3. The Holl and Lane Girl. This part of each issue profiles a reader who embodies the essence of Holl and Lane: "Creative, smart and capable, she is strong and uses her passions to help others. She enjoys being a part of something bigger than herself. She is innovative and professional but knows how to have a good time. The H&L Girl is modern, genuine and brave." Wow! Who wouldn't want to be counted among those ladies, right?
4. Recipe photos. Beautifully photographed food images graced the issue I received, and left me really licking my chops! Sadly, I'm not much of a chef... the recipes looked a bit intimidating to me because of the number of ingredients or the cook times. Readers who are more adept at culinary arts will likely enjoy these more than I would.
5. Realistic portrayal of relationships. I was impressed to see both a lighthearted article and a more serious one about relationships. In "Redesign Your Relationship," Mallory Jordan pens a list of ways couples can more easily combine their lives into one home from a design perspective. A second article, "Til Death Do We Part" offered more serious insights into the hard work of marriage relationships. The article was a bit long for my personal tastes (I have a bit of a short attention span with magazines), but I loved that realistic advice was openly given, such as the use of marriage counseling.
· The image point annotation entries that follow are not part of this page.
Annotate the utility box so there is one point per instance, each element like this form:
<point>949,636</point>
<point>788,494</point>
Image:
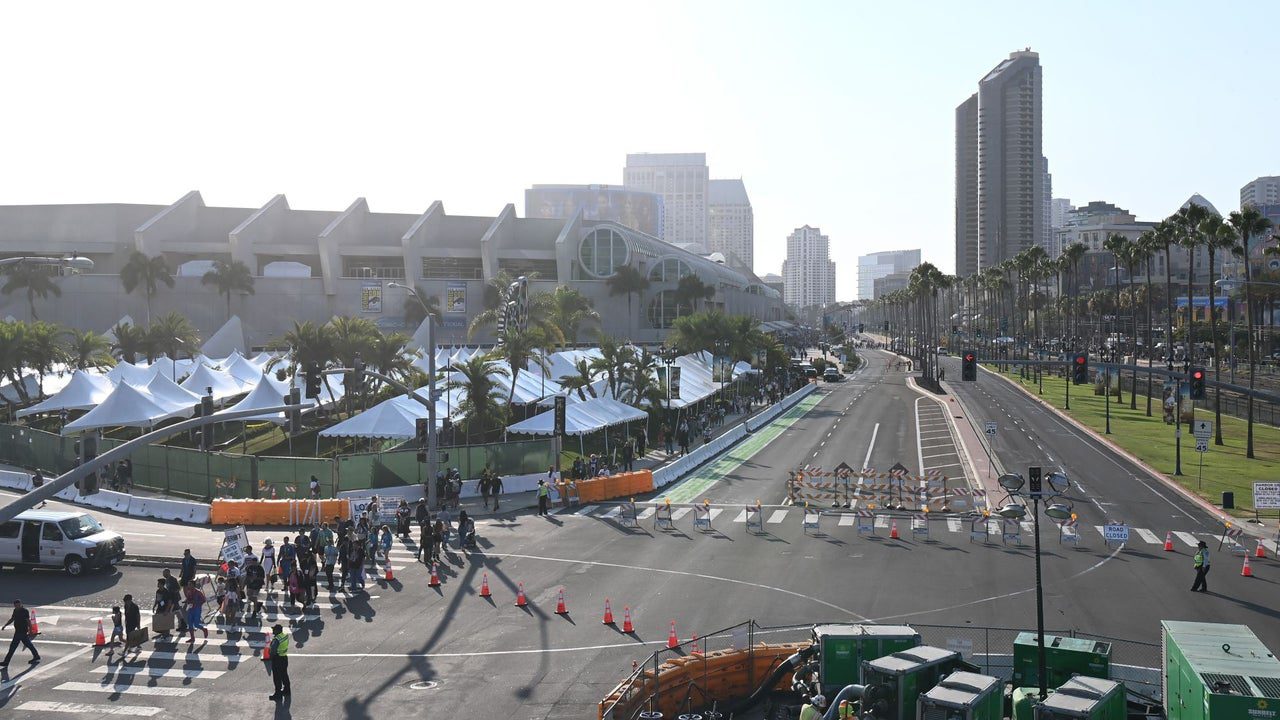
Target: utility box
<point>963,696</point>
<point>1217,671</point>
<point>1084,698</point>
<point>1064,657</point>
<point>844,648</point>
<point>899,679</point>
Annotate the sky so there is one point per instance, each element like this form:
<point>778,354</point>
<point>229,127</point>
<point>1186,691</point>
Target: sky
<point>839,115</point>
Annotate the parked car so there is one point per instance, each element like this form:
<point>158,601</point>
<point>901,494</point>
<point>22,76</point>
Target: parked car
<point>51,538</point>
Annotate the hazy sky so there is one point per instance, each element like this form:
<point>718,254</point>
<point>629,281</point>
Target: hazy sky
<point>836,114</point>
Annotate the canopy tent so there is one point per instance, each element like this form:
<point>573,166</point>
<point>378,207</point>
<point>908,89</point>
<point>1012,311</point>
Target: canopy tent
<point>223,384</point>
<point>126,406</point>
<point>82,392</point>
<point>581,418</point>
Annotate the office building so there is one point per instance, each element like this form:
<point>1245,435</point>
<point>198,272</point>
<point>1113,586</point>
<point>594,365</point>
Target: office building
<point>631,208</point>
<point>880,264</point>
<point>1261,191</point>
<point>681,180</point>
<point>1011,171</point>
<point>731,229</point>
<point>809,273</point>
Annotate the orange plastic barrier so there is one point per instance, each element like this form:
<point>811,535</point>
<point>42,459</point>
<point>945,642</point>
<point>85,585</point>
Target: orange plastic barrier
<point>223,511</point>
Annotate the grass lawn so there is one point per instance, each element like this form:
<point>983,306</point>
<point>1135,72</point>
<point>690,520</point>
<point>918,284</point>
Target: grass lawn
<point>1150,438</point>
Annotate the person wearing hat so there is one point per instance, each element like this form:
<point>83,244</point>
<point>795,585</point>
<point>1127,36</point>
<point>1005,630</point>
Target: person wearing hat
<point>1201,564</point>
<point>279,662</point>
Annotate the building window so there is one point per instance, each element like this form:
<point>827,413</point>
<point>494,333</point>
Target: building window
<point>602,251</point>
<point>452,268</point>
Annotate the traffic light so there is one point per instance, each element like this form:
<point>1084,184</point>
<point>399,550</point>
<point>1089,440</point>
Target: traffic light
<point>1197,383</point>
<point>1080,369</point>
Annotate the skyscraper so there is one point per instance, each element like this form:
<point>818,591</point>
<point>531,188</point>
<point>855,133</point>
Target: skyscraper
<point>808,273</point>
<point>1011,172</point>
<point>681,180</point>
<point>731,224</point>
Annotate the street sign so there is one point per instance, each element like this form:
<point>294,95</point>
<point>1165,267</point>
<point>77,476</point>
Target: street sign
<point>1115,532</point>
<point>1202,429</point>
<point>1266,496</point>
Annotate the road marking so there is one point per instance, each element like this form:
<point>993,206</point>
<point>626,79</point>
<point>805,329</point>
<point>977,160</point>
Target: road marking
<point>85,709</point>
<point>124,688</point>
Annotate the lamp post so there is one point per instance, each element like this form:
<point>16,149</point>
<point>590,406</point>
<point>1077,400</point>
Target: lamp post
<point>1057,484</point>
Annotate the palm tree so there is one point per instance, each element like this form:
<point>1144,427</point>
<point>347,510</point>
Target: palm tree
<point>480,404</point>
<point>568,309</point>
<point>36,279</point>
<point>87,350</point>
<point>630,282</point>
<point>1249,223</point>
<point>146,273</point>
<point>1217,236</point>
<point>228,278</point>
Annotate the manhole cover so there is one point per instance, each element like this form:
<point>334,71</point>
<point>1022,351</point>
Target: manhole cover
<point>424,686</point>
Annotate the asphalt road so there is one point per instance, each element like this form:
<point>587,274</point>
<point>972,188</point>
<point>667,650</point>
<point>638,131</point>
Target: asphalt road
<point>364,655</point>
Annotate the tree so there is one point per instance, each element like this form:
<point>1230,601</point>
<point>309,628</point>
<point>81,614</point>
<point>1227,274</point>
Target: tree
<point>87,350</point>
<point>36,279</point>
<point>228,278</point>
<point>1249,223</point>
<point>480,404</point>
<point>630,282</point>
<point>147,274</point>
<point>568,309</point>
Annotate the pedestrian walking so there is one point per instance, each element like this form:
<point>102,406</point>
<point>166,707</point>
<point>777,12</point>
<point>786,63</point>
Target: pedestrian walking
<point>279,662</point>
<point>21,621</point>
<point>1201,563</point>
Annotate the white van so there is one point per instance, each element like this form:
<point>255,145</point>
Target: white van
<point>73,541</point>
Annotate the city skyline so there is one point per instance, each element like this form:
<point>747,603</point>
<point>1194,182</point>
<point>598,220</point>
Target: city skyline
<point>241,126</point>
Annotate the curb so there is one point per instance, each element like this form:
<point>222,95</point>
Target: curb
<point>1155,474</point>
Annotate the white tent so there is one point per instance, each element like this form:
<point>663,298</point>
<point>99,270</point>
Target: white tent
<point>82,392</point>
<point>581,418</point>
<point>223,383</point>
<point>127,406</point>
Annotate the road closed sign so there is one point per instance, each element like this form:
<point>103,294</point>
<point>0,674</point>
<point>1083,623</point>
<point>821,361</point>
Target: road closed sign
<point>1266,496</point>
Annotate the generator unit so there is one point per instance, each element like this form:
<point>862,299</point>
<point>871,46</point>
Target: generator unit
<point>844,647</point>
<point>963,696</point>
<point>894,683</point>
<point>1084,698</point>
<point>1064,657</point>
<point>1217,671</point>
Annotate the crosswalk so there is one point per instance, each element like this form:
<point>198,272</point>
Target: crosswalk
<point>992,527</point>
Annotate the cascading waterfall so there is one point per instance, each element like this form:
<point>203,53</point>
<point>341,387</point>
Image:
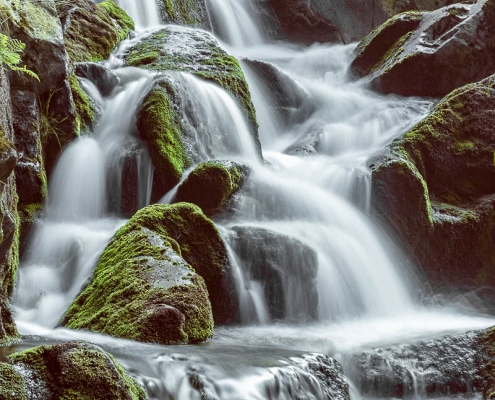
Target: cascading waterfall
<point>313,208</point>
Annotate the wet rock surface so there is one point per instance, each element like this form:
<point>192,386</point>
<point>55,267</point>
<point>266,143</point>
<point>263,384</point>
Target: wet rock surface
<point>69,370</point>
<point>286,269</point>
<point>434,187</point>
<point>429,53</point>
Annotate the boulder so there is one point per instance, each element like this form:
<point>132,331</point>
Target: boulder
<point>185,12</point>
<point>290,102</point>
<point>445,367</point>
<point>68,370</point>
<point>172,144</point>
<point>103,78</point>
<point>145,287</point>
<point>435,187</point>
<point>92,31</point>
<point>429,53</point>
<point>341,20</point>
<point>211,184</point>
<point>286,269</point>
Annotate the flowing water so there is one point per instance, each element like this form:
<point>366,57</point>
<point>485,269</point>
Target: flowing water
<point>343,287</point>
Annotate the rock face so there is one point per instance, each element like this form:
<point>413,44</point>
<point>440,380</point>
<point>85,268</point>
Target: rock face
<point>160,121</point>
<point>144,286</point>
<point>435,187</point>
<point>429,53</point>
<point>212,184</point>
<point>286,268</point>
<point>70,370</point>
<point>92,31</point>
<point>341,20</point>
<point>444,367</point>
<point>185,12</point>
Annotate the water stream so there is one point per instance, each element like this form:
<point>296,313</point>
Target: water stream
<point>361,294</point>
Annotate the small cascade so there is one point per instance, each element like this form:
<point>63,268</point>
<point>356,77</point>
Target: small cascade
<point>235,22</point>
<point>216,127</point>
<point>145,13</point>
<point>86,188</point>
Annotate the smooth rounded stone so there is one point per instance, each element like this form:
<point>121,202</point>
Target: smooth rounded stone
<point>289,101</point>
<point>429,53</point>
<point>212,184</point>
<point>145,287</point>
<point>103,78</point>
<point>435,188</point>
<point>92,31</point>
<point>68,370</point>
<point>172,144</point>
<point>286,269</point>
<point>442,367</point>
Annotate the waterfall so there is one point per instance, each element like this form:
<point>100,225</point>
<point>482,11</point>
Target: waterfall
<point>85,190</point>
<point>145,13</point>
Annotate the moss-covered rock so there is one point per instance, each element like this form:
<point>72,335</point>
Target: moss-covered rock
<point>211,184</point>
<point>93,31</point>
<point>430,53</point>
<point>73,370</point>
<point>436,188</point>
<point>159,124</point>
<point>176,48</point>
<point>185,12</point>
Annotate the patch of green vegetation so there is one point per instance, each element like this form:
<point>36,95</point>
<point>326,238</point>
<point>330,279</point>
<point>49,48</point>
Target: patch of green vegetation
<point>81,371</point>
<point>210,185</point>
<point>129,296</point>
<point>11,384</point>
<point>200,55</point>
<point>162,126</point>
<point>95,30</point>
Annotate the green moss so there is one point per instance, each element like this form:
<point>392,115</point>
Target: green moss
<point>198,53</point>
<point>210,185</point>
<point>162,126</point>
<point>123,22</point>
<point>79,371</point>
<point>12,264</point>
<point>123,301</point>
<point>94,31</point>
<point>11,384</point>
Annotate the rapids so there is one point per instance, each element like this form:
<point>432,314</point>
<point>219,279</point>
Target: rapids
<point>367,291</point>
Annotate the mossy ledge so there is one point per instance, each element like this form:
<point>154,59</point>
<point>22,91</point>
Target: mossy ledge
<point>211,184</point>
<point>93,31</point>
<point>176,48</point>
<point>436,188</point>
<point>142,287</point>
<point>73,370</point>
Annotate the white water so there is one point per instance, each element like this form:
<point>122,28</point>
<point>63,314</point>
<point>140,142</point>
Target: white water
<point>365,299</point>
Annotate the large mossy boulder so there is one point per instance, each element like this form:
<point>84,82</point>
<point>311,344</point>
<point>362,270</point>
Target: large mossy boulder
<point>285,267</point>
<point>160,119</point>
<point>211,184</point>
<point>429,53</point>
<point>72,370</point>
<point>92,31</point>
<point>435,187</point>
<point>145,286</point>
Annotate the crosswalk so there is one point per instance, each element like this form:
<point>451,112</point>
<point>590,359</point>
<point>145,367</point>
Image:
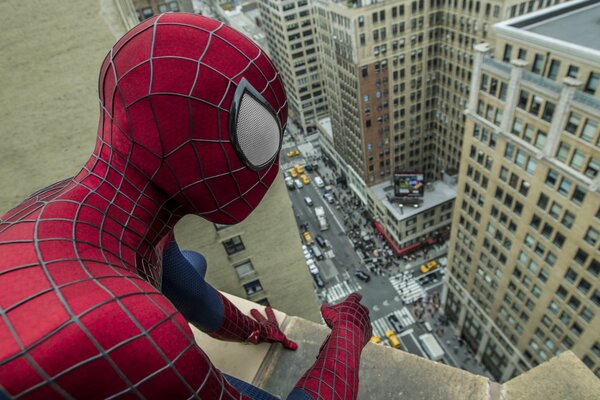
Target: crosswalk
<point>407,287</point>
<point>381,325</point>
<point>341,290</point>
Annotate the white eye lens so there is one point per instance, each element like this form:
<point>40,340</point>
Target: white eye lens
<point>256,133</point>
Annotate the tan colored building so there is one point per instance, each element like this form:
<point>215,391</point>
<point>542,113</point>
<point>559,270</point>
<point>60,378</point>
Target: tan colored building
<point>148,8</point>
<point>524,256</point>
<point>49,109</point>
<point>290,30</point>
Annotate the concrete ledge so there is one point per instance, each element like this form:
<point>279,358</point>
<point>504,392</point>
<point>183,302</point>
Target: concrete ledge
<point>562,377</point>
<point>386,373</point>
6. Diversity. As the parent of a multiracial child, I was really excited to see photographs of men and women from diverse backgrounds. There was even a beautiful shot of an interracial couple that really warmed my heart.
7. A look inside emotional health. "Finding Peace in the Broken Pieces" by Sami Ross, was a brief narrative that I found to be comfortingly familiar. In the piece, Sami talks about the internal dialog she uses to try to calm anxiety after discovering that her boyfriend was following another woman on Instagram. In a recent interview on the Boss Mom podcast, I spoke about the ways anxiety can cause us to overthink ourselves into a mess. I found that this article illustrated that point well.
8. Tackling the tough issues. Ali Gray's stirring article "Re-learning to Love" struck a chord with me, as a therapist. I've worked with so many competent, confident, wonderful women who find themselves mired in abusive relationships. Ali shares how those relationships start, and how the cycle perpetuates itself until the victim often feels she's the one with the problem. Likewise, "The Struggle to Live" by Trinity Murray doesn't shy away from the pain of eating disorders. Holl and Lane handles these serious life crises well, leaving the reader feeling hopeful rather than disconcerted.
9. Inspiration. Though this issue tackles a number of weighty subjects, overall the vibe of Holl and Lane is one of renewal, rebirth, and new inspiration. I love that articles were written with the slant of continued self-improvement and self-care.
Overall, Holl and Lane is a lovely magazine that I'd recommend you check out, particularly if you find yourself in a season of transition or difficulty. I think you'll be inspired and delighted!